Friday, July 26, 2013
Saturday, July 20, 2013
The past few days have been a very positive experience for me. I finally met someone who has a nursing degree and background. This was very big for me as I was beginning to feel discouraged at why I was even here as it seems like everyone I have met has gone to Pharmacy school, gotten their PhD, or have only worked in pharma. After getting comments like “well we have never had nursing students here” or “so what made you want to work at a pharmaceutical company in nursing school?”, you begin to doubt why you here. The truth is, I wasn’t a part of the decision to send my application here, and while I am extremely thankful and feel blessed to be working at Novo, I was not part of that election process.

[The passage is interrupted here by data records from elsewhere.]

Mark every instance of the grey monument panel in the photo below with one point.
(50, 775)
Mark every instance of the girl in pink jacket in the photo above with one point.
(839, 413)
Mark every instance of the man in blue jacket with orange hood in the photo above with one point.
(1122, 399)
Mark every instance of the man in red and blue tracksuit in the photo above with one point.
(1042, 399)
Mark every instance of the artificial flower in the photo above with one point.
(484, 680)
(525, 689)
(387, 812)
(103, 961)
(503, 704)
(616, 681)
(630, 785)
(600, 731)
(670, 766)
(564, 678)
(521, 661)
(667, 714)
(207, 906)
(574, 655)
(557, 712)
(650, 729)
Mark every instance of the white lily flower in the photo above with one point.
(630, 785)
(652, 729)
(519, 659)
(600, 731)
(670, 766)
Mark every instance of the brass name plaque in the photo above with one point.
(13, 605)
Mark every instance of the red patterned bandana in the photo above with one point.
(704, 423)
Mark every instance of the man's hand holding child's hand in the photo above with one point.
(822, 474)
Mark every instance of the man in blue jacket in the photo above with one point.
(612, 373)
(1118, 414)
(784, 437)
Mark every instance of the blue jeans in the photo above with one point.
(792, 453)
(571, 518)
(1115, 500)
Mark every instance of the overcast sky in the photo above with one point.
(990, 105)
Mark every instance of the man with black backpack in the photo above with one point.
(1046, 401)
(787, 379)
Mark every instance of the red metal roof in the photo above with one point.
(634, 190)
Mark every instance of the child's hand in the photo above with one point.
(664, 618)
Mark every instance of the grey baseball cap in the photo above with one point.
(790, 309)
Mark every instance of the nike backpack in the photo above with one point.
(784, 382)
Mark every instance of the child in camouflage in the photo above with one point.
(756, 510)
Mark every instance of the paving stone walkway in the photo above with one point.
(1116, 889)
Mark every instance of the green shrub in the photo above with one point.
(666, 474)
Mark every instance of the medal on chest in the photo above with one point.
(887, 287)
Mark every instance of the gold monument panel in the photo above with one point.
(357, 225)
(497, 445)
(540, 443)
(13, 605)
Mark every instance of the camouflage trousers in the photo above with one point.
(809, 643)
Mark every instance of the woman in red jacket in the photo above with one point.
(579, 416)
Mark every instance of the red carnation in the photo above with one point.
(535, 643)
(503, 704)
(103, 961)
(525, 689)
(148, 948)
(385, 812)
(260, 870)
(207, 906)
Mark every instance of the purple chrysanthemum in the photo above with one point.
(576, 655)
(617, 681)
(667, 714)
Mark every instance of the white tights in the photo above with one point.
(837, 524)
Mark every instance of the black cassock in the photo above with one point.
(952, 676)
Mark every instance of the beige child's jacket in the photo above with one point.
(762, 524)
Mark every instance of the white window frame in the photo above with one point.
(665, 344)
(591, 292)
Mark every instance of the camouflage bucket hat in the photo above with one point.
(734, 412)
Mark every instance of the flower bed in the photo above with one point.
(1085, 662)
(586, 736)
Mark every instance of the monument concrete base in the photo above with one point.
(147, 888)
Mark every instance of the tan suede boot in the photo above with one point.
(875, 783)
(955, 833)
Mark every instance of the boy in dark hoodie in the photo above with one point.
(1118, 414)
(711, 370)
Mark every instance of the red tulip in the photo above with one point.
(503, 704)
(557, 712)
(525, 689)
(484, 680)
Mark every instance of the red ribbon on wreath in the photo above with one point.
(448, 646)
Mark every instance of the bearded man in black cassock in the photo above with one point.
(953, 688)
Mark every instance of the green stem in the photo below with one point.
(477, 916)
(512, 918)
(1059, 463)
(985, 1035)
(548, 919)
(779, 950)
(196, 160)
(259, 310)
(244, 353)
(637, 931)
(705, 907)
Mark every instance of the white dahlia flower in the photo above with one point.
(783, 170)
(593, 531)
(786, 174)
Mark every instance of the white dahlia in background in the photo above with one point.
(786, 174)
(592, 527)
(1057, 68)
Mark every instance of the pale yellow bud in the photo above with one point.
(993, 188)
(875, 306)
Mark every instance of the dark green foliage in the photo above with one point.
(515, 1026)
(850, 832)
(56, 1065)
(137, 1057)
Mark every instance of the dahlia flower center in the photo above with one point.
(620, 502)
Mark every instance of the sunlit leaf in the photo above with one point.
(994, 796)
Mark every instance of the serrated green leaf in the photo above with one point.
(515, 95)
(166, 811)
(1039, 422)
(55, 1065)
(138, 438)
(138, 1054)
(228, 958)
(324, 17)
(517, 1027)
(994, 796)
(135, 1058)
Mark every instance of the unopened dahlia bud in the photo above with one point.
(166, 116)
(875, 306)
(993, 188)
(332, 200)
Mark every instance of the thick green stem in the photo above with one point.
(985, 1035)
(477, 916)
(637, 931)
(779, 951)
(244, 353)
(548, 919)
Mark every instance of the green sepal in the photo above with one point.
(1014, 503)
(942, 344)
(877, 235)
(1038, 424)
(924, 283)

Nevertheless, regardless of what some employees have told me, I am here to get another prospective on patient care, and see a different opportunity of where I use my clinical, personal, and nursing experiences in the future.
The first Novo Competency is that the company puts the patient’s first in all that they do. I think this is an imperative quality. Everyone at this company from the executive office, to medical writing, to customer care, IT support, and the people who work in the café, are all here to help in the production of drugs that ultimately benefits the patients. If you want to work in the pharma world, I am learning that you have to pick just where you want to work within this large assembly chain to approve, manufacture, sale, and review the drug. Unfortunately, I think it is far too easy at this company to forget about the patients and to get in your specific bubble of your place within the assembly chain.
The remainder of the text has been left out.